Publié le 02 août 2015 par Francisrichard @francisrichard
L'art de voir un film, de Jean Collet (Entretiens avec Hervé de Bonduwe)

Dans ces entretiens avec Hervé de BonduweJean Collet ne cache pas que son propos n'est pas d'apprendre au spectateur l'art et la manière de voir un film. Il s'agit plutôt de lui lèguer les enseignements qu'il a reçus au long d'une vie consacrée au cinéma.

Le lecteur est d'ailleurs complètement rassuré sur les intentions de l'auteur en lisant le livre et, plus particulièrement, en lisant le thème, qui lui est consacré à la fin, en tant que spectateur. Car l'auteur précise qu'il est d'accord avec Molière (1) quand il donnait aux artistes le conseil de plaire:

"Il faut qu'un film, un roman nous donnent du plaisir."

Cela dit, le plaisir n'empêche pas d'aller plus loin, c'est-à-dire d'étudier. Aussi Jean Collet dit-il: "Oui à l'initiation, oui à l'étude de la littérature et du cinéma. Mais l'étude n'est qu'un moyen, une épreuve à traverser pour accéder à la joie de la découverte, à l'émotion de la rencontre, à la beauté."

Jean Collet aborde avec Hervé de Bonduwe neuf autres thèmes pour permettre au "spectateur de bonne volonté" d'en connaître un peu plus sur le cinéma, que ce professeur honoraire des universités a enseigné et sur lequel il a beaucoup écrit en qualité de critique.  

Le 7e art aura bientôt 120 ans. Cet art, qui naît alors d'"une trouvaille technique", se distingue des autres arts par la "troublante beauté du jamais vu": "Par le ralenti ou l'accéléré la caméra révèle la limite de nos sens, elle donne accès à ce qui était jusque là invisible."

Il se distingue aussi par l'abolition de la frontière entre champ et hors-champ: "A la différence de la peinture, de la photographie et des premiers films de Louis Lumière où le cadre est fixe, l'objectif de la caméra peut se déplacer. Autrement dit, la frontière avec le hors-champ peut être franchie, les coulisses de l'image sont toujours accessibles, on peut changer le contenu du cadre."

Les deux sources du cinéma sont le documentaire avec Louis Lumière et la fiction avec Georges Méliès. Même dans le documentaire, il s'agit d'une recomposition de la réalité, qui ne peut être obtenue sans recours à l'artifice: "Il n'y a que des effets de réel."

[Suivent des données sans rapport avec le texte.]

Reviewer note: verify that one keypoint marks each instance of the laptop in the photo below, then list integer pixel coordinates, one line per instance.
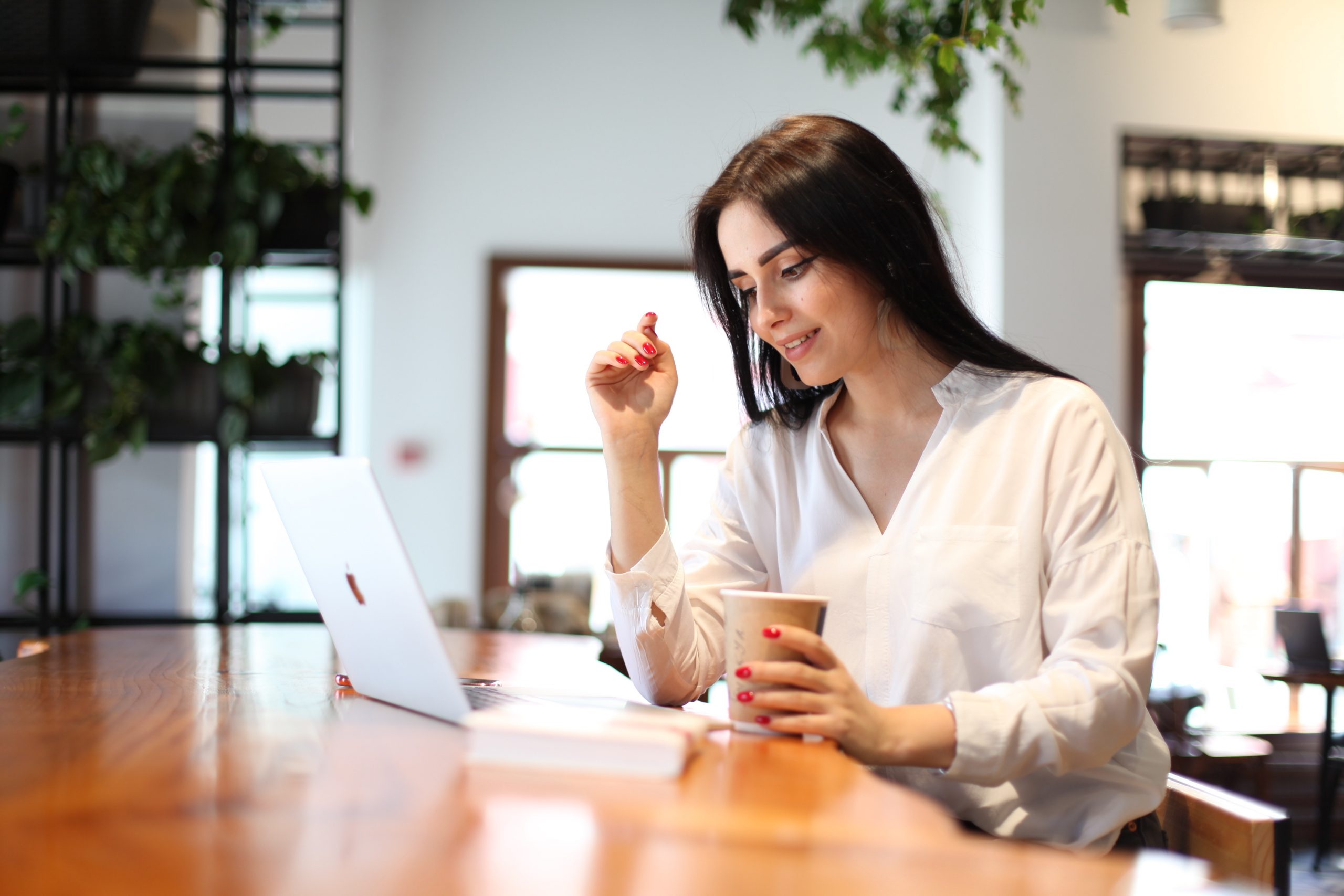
(1304, 641)
(368, 592)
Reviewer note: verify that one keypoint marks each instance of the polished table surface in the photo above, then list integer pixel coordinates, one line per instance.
(225, 760)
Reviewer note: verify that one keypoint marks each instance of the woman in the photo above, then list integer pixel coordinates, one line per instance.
(971, 511)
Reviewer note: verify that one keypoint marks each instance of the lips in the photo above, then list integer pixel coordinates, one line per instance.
(802, 349)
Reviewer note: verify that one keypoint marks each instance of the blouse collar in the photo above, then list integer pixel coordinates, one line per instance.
(961, 383)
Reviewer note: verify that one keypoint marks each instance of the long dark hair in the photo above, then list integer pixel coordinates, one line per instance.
(834, 187)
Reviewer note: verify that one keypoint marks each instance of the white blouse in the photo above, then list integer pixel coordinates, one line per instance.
(1016, 578)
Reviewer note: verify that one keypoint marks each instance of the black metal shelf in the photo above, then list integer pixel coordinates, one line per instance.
(1251, 246)
(114, 68)
(23, 254)
(92, 88)
(61, 81)
(171, 436)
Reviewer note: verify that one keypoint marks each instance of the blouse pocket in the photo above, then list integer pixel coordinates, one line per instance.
(965, 577)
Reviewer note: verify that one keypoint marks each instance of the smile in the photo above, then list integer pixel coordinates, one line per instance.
(802, 339)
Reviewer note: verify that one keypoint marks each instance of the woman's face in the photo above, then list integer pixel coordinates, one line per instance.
(819, 315)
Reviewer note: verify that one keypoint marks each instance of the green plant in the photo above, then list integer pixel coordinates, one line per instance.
(14, 131)
(275, 18)
(246, 378)
(163, 214)
(26, 583)
(114, 374)
(921, 41)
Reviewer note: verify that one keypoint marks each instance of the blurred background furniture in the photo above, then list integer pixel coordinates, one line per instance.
(1332, 754)
(1240, 837)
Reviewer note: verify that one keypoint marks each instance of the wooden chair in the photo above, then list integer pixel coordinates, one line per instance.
(1237, 836)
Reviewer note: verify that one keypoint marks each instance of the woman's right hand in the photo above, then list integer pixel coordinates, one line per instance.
(631, 383)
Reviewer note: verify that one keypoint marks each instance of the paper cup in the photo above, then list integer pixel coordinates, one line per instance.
(747, 616)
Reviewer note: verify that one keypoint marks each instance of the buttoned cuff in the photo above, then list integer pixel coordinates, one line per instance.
(979, 749)
(640, 587)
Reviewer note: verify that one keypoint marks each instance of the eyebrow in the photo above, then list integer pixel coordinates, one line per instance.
(765, 257)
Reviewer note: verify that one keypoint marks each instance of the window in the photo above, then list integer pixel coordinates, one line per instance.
(546, 499)
(1242, 431)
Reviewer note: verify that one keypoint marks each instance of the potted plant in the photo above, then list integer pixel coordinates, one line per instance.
(127, 382)
(160, 214)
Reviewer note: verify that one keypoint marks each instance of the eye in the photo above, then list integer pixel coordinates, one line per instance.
(795, 272)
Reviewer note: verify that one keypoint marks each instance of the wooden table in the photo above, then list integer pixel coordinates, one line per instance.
(1326, 784)
(225, 761)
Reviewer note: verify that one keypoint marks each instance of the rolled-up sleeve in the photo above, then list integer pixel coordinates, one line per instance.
(1098, 621)
(667, 610)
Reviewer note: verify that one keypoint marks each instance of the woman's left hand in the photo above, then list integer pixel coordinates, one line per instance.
(826, 693)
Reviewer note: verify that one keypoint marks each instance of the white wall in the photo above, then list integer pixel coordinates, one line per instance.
(581, 128)
(574, 128)
(1272, 70)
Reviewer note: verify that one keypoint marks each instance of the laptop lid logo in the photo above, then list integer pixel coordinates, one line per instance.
(354, 586)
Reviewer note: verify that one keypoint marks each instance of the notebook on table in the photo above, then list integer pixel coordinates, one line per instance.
(378, 618)
(1304, 641)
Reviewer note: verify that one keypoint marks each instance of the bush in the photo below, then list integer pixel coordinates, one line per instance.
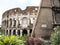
(11, 40)
(55, 37)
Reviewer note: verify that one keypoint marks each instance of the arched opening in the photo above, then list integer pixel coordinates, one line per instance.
(10, 22)
(30, 31)
(18, 32)
(14, 23)
(24, 22)
(14, 32)
(6, 32)
(9, 32)
(24, 32)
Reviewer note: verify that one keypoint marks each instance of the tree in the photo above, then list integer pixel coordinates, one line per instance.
(55, 37)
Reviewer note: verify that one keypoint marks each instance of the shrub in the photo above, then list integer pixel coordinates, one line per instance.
(55, 37)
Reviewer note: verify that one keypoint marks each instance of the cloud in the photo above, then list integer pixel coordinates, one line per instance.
(35, 2)
(8, 4)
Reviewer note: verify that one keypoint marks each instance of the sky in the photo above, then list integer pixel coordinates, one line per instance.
(9, 4)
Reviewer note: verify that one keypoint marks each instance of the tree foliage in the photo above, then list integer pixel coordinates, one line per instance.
(55, 37)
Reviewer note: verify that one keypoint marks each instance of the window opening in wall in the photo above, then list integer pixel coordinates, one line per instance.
(10, 22)
(14, 32)
(30, 31)
(9, 32)
(14, 23)
(18, 32)
(7, 23)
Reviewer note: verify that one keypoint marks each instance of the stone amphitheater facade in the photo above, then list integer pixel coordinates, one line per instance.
(19, 22)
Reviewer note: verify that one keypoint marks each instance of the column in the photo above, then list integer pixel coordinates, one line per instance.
(28, 31)
(28, 18)
(11, 32)
(21, 32)
(16, 23)
(8, 32)
(16, 32)
(5, 32)
(12, 22)
(9, 23)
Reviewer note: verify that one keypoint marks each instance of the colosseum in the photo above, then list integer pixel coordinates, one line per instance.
(19, 22)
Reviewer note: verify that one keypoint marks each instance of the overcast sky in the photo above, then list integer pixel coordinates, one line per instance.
(9, 4)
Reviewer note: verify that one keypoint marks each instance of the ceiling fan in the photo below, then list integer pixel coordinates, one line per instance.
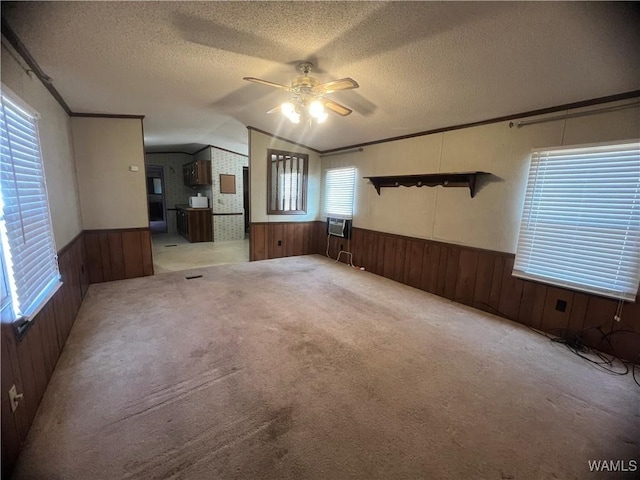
(308, 99)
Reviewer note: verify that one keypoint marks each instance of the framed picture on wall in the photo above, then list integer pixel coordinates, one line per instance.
(227, 183)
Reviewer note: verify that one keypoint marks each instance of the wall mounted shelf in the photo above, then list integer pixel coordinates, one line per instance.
(458, 179)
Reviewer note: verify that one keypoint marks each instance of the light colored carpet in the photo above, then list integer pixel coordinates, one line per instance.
(184, 255)
(299, 368)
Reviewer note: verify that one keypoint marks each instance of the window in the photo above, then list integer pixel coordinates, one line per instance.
(287, 182)
(29, 261)
(581, 220)
(339, 192)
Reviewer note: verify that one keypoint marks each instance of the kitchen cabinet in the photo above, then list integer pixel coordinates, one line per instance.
(197, 173)
(195, 224)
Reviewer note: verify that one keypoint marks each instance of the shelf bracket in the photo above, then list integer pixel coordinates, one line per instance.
(457, 179)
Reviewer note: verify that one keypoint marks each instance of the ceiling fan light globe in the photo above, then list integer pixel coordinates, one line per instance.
(316, 109)
(287, 108)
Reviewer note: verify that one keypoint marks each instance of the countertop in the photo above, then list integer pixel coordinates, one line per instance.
(186, 206)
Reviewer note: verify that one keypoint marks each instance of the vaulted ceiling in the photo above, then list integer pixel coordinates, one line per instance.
(420, 65)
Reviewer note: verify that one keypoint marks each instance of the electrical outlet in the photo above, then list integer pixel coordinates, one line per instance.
(14, 397)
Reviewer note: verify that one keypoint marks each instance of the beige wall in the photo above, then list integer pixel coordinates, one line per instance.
(111, 195)
(56, 145)
(259, 143)
(491, 219)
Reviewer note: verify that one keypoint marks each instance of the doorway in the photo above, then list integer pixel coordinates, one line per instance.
(156, 199)
(245, 199)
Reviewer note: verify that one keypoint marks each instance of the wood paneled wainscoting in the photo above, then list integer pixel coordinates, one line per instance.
(482, 279)
(118, 254)
(284, 239)
(28, 362)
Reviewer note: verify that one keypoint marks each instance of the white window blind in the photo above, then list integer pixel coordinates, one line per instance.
(29, 251)
(339, 191)
(581, 220)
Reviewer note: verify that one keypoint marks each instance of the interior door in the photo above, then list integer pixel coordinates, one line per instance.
(156, 199)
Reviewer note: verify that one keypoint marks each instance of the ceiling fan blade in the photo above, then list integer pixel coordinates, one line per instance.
(336, 107)
(266, 82)
(335, 85)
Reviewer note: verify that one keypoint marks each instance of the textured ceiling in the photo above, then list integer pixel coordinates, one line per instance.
(420, 65)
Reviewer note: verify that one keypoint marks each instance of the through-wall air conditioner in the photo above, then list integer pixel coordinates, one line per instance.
(339, 227)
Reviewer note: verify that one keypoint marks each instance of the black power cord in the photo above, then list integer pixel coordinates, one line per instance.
(573, 340)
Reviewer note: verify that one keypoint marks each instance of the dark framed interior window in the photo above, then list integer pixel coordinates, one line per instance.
(286, 182)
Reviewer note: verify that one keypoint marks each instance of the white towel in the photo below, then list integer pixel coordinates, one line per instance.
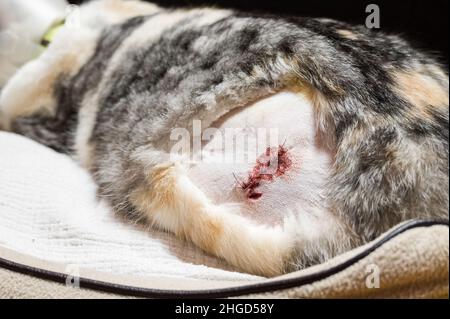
(48, 209)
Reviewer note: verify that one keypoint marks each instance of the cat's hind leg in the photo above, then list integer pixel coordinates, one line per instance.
(168, 199)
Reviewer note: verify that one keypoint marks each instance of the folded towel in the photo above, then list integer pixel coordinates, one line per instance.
(48, 209)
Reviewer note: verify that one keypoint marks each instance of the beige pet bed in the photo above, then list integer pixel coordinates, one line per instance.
(57, 241)
(410, 261)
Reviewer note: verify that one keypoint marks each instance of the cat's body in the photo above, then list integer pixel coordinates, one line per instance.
(371, 150)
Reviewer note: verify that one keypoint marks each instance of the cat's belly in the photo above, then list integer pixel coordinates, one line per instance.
(268, 159)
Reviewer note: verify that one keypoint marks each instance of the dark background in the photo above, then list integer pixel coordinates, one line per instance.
(425, 23)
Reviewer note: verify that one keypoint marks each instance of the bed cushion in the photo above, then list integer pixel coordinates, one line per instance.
(54, 236)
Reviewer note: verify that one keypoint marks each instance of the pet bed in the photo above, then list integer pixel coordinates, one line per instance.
(55, 236)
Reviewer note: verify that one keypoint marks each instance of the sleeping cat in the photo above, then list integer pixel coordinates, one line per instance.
(361, 121)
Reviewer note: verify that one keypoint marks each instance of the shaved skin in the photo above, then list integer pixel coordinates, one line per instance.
(267, 192)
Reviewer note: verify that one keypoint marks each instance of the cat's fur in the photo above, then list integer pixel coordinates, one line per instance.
(109, 92)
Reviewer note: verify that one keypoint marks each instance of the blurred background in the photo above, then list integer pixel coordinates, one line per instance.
(425, 23)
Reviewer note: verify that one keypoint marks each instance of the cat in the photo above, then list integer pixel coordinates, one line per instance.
(363, 118)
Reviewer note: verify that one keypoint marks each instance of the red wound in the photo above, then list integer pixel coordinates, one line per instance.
(273, 163)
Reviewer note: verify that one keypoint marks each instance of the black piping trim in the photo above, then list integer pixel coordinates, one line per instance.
(221, 292)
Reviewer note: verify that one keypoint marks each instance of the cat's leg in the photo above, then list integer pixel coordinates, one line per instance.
(165, 197)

Le résultat de cette recomposition est que "le cinéma, ce n'est pas la vie", le génie d'un cinéaste étant de "donner aux personnages une existence cinématographique", et que l'"on ne peut voir vraiment un film que si l'on a envie d'y croire".

Peut-on parler de sujet d'un film? Pas vraiment. Il faudrait parler plutôt d'"idée de film" qui dans l'esprit du cinéaste correspond à un désir et qui doit s'effacer pour que l'oeuvre naisse. Comme tout art, le film n'est jamais une information pure: "De cette impureté, il tire sa richesse."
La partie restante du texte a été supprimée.